Microsoft has released documentation on their Office binary formats. Before jumping up and down gleefully, those working on related open source efforts, such as OpenOffice, might want to take a very close look at Microsoft's Open Specification Promise to see if it seems to cover those working on GPL software; some believe it doesn't. stm2 points us to some good advice from Joel Spolsky to programmers tempted to dig into the spec and create an Excel competitor over a weekend that reads and writes these formats: find an easier way. Joel provides some workarounds that render it possible to make use of these binary files. "[A] normal programmer would conclude that Office's binary file formats: are deliberately obfuscated; are the product of a demented Borg mind; were created by insanely bad programmers; and are impossible to read or create correctly. You'd be wrong on all four counts."

4 of 259 comments (clear)

  1. Office Doc Generation on the Server by VosotrosForm · · Score: 5, Informative

    I would like to point out another good option Joel doesn't have on his list. It's a software called OfficeWriter, from a company named SoftArtisans in Boston. When I last checked/worked there, it was capable of generating Excel and Word docs on the server, and I believe Powerpoint was probably coming relatively soon. Creating a product that can write office documents isn't quite as impossible in terms of labor as Joel is saying.... but it's still way beyond any hobby project. Plus, he is suggesting that you use Excel automation or the like through scripts to create documents on the server, which is a decent suggestion, if you want Excel or Word to constantly crash and lock up your server, and you enjoy rebooting them every day. If you want to do large scale document generation on a server you are going to need something like Officewriter. -Vosotros/Matt

  2. Re:patent promise doesn't sound very good by ContractualObligatio · · Score: 5, Informative

    If there are any optional parts of the spec, those parts aren't covered.

    RTFA. That's in the FAQ. Yes they are.

    If the spec refers to another spec to define some part of the format, that part isn't covered.

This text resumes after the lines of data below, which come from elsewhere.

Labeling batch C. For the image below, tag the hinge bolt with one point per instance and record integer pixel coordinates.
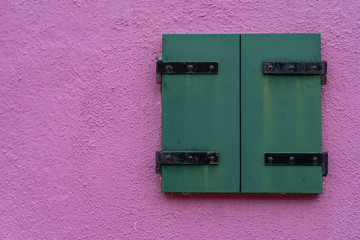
(168, 68)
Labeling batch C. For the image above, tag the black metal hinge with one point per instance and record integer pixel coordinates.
(298, 159)
(297, 68)
(185, 158)
(185, 68)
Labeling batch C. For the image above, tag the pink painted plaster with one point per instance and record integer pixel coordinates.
(80, 122)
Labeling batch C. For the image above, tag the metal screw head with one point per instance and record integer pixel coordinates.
(168, 67)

    In other words - if you do something related to a spec that isn't covered, it isn't covered. How could it be any different?!

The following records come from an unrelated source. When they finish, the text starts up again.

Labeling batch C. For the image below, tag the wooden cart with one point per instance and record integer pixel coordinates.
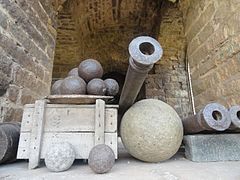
(83, 126)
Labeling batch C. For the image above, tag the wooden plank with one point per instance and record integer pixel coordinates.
(70, 118)
(36, 133)
(76, 99)
(82, 143)
(99, 122)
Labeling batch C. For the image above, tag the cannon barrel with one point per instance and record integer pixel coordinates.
(213, 117)
(144, 52)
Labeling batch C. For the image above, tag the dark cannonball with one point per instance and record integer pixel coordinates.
(90, 69)
(56, 87)
(73, 72)
(112, 87)
(101, 159)
(73, 85)
(96, 87)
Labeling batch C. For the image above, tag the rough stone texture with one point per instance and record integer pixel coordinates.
(217, 147)
(96, 87)
(212, 33)
(169, 81)
(73, 72)
(60, 157)
(56, 87)
(101, 159)
(73, 85)
(112, 87)
(90, 69)
(27, 43)
(151, 131)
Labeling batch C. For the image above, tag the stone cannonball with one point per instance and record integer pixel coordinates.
(60, 157)
(73, 72)
(151, 131)
(90, 69)
(56, 87)
(73, 85)
(112, 87)
(101, 158)
(96, 87)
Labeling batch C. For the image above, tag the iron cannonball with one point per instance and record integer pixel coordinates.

    I'm not saying that there aren't any flaws, but this kind of ill informed, badly thought out comment (a.k.a. "+5 Insightful", of course) has little value.

  3. Re:One possible reason for releasing the specs now by Chief+Camel+Breeder · · Score: 5, Informative

    Actually, I think they're releasing it now because they were ordered to in a (European?) court settlement, not because they want to.

  4. Re:patent promise doesn't sound very good by jsight · · Score: 5, Informative

    Hurr hurr. The Microsoft implementation of Java wasn't buggy: far from it, it was actually superior to the Sun implementation. It was faster and integrated better with Windows.


    Among other issues, borderlayoutmanager did not behave properly in MS's implementation. It was buggy in incompatible ways, but your right, that in and of itself wasn't the big problem. The big problem was their insistence on both not fixing the bugs, and not going along with major initiatives (such as JFC/Swing).

    But back in the day, the Microsoft J++ development environment was far superior to anything Sun had to offer. We're talking a good 10 years ago. Sun has finally managed to catch up in the past two or three years, but still, Sun's problem wasn't that the Microsoft implementation was worse: their problem was that it was better.


    If by "2 or 3 years" you mean about 5 years, then I'd agree. Java development tools didn't really reach maturity until things like Eclipse came onto the scene about 5 years ago.